Grande chose, certainement, si la Ligue eût été vraiment ce qu'elle disait, tout le parti catholique. Mais cela n'était guère exact. Les ligueurs qui firent ces États par force et terreur, qui n'y mirent que des catholiques, y virent non sans étonnement qu'ils étaient dans ce parti même une simple minorité.
Le duc de Nevers, dans ses mémoires, nous met à même de saisir la réalité des choses.
On y voit d'abord que ce jeune roi, gracieux et spirituel, mais fini, usé, était dans un singulier affaiblissement cérébral. Son médecin Miron disait qu'il mourrait bientôt fou. Il avait des singularités tout au moins étranges. Par exemple, à Cracovie, à son sacre de Pologne, où l'usage voulait qu'on mît devant le roi des monnaies à son effigie dans de riches vases d'or, il lui prit un désir subit d'en faire largesse, de donner et de jeter. L'office était long; cette envie, comme on dirait, pour une femme, alla croissant et à la fin il n'en pouvait plus; il était trempé de sueur; il dut changer de chemise.
Un si bon maître appartenait de droit aux sangsues, aux vers, aux rongeurs de toute espèce. Son gouverneur Villequier, qui avait les côtés sales de la domesticité, ses bravi, ses mignons, tous rongeaient, suçaient. Le déficit allait croissant. Onze millions par an de dépense au delà du revenu. Plus de moyen d'emprunter. On était trop bien connu des marchands, des princes. Les Barbaresques seuls pouvaient encore s'y laisser prendre. La reine mère, sachant que le roi de Fez avait un trésor de vingt-cinq millions, lui envoya un abbé pour lui en emprunter deux.
Les mignons n'allaient pas si loin; ils croyaient avoir leurs mines d'or toutes trouvées, leur Pérou, leurs Indes, dans l'imbécillité des États. Loin que ce nom redouté d'États généraux leur inspirât la moindre crainte, ils y plaçaient leur espérance, n'y voyaient qu'une dupe nouvelle qu'il s'agissait d'exploiter. La Ligue voulait la guerre. Eh bien, on lui vendra la guerre; quinze millions, pas un sou de moins, à partager en famille. Les catholiques attrapés, on rira, et l'on tâchera d'attraper les protestants.

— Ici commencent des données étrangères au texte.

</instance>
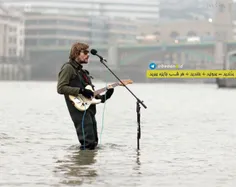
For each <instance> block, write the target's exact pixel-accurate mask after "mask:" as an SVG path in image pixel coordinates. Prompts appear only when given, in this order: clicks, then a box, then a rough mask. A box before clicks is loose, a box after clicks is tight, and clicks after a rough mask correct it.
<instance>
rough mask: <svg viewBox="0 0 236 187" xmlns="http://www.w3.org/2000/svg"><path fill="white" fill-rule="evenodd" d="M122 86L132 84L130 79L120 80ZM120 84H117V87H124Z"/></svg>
mask: <svg viewBox="0 0 236 187" xmlns="http://www.w3.org/2000/svg"><path fill="white" fill-rule="evenodd" d="M121 81H122V82H123V83H124V85H127V84H133V81H132V80H130V79H126V80H121ZM124 85H123V84H122V83H121V82H119V86H124Z"/></svg>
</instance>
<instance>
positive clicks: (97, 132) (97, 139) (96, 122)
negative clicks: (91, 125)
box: [91, 115, 98, 147]
mask: <svg viewBox="0 0 236 187" xmlns="http://www.w3.org/2000/svg"><path fill="white" fill-rule="evenodd" d="M91 116H92V120H93V132H94V135H95V141H96V142H95V147H97V145H98V132H97V120H96V118H95V115H91Z"/></svg>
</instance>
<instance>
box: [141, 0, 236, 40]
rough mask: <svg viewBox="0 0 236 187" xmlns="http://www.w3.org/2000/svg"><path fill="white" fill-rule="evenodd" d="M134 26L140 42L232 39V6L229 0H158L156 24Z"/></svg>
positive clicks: (232, 24) (235, 9) (232, 16)
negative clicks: (137, 30) (157, 22)
mask: <svg viewBox="0 0 236 187" xmlns="http://www.w3.org/2000/svg"><path fill="white" fill-rule="evenodd" d="M138 30H139V36H138V40H139V42H140V43H158V42H159V43H162V42H167V43H186V42H191V43H192V42H194V43H199V42H208V41H214V40H218V39H220V38H221V39H223V40H228V41H232V40H235V39H236V6H235V3H233V2H232V0H217V1H216V2H215V3H212V2H211V1H201V2H200V0H189V1H187V0H183V1H180V0H165V1H164V0H163V1H162V0H161V3H160V21H159V24H158V25H154V24H147V23H146V24H145V25H142V26H140V27H139V28H138ZM221 30H223V31H221ZM226 35H227V36H226Z"/></svg>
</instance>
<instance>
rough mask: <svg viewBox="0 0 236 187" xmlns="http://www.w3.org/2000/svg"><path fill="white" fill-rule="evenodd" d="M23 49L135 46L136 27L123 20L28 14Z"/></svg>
mask: <svg viewBox="0 0 236 187" xmlns="http://www.w3.org/2000/svg"><path fill="white" fill-rule="evenodd" d="M25 19H26V21H25V24H26V25H25V28H26V46H27V47H34V46H42V47H43V46H47V47H50V46H65V45H71V43H74V42H75V41H81V42H86V43H89V44H109V43H114V42H116V43H135V42H136V25H135V24H134V23H133V22H132V21H130V20H128V19H126V20H123V19H118V18H107V17H91V16H76V15H63V14H52V13H39V12H38V13H36V12H28V13H26V14H25Z"/></svg>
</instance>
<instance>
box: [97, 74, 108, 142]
mask: <svg viewBox="0 0 236 187" xmlns="http://www.w3.org/2000/svg"><path fill="white" fill-rule="evenodd" d="M106 74H107V75H109V74H108V72H106ZM105 80H106V81H105V84H106V87H107V78H105ZM105 101H106V94H105ZM105 107H106V102H104V107H103V112H102V128H101V132H100V138H99V139H100V144H102V132H103V128H104V119H105V117H104V116H105Z"/></svg>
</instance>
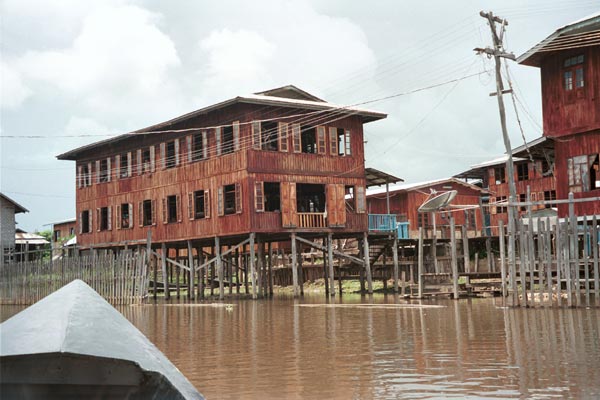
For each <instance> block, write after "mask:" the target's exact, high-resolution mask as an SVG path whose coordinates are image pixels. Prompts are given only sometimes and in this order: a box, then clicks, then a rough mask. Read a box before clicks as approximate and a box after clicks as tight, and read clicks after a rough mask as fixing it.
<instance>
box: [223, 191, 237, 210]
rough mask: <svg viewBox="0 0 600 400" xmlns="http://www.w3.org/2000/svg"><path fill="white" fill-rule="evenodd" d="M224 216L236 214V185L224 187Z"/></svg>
mask: <svg viewBox="0 0 600 400" xmlns="http://www.w3.org/2000/svg"><path fill="white" fill-rule="evenodd" d="M223 204H224V214H225V215H230V214H235V185H225V186H223Z"/></svg>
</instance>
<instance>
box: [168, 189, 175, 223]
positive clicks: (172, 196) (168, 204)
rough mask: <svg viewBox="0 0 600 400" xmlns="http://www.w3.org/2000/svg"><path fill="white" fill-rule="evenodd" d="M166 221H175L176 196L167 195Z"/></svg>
mask: <svg viewBox="0 0 600 400" xmlns="http://www.w3.org/2000/svg"><path fill="white" fill-rule="evenodd" d="M167 222H168V223H172V222H177V196H176V195H172V196H167Z"/></svg>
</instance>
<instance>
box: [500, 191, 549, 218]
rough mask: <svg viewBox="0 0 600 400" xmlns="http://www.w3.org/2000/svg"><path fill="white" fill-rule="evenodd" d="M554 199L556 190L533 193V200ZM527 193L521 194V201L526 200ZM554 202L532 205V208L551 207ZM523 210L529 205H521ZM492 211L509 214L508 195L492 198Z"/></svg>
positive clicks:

C'était une farce de pages, une scène des Gelosi qu'on voulait jouer aux États, sauf à recevoir un appoint de nasardes et de coups de pied.
Jeu chanceux. La reine mère en sentait mieux la portée. Elle favorisait la Ligue, parce qu'elle croyait que, son fils mort, elle s'en servirait pour donner la France à ses parents de Lorraine. C'étaient les Lorrains régnants qu'elle désignait ainsi, et point les cadets, les Guises. Elle voulait que la Ligue agît, mais agît tout doucement. Son fils, pour la première fois, ne suivait point ses avis. Il s'était mis pour la première fois à ouvrir les paquets lui-même. De quoi la bonne femme pleurait dans son cabinet.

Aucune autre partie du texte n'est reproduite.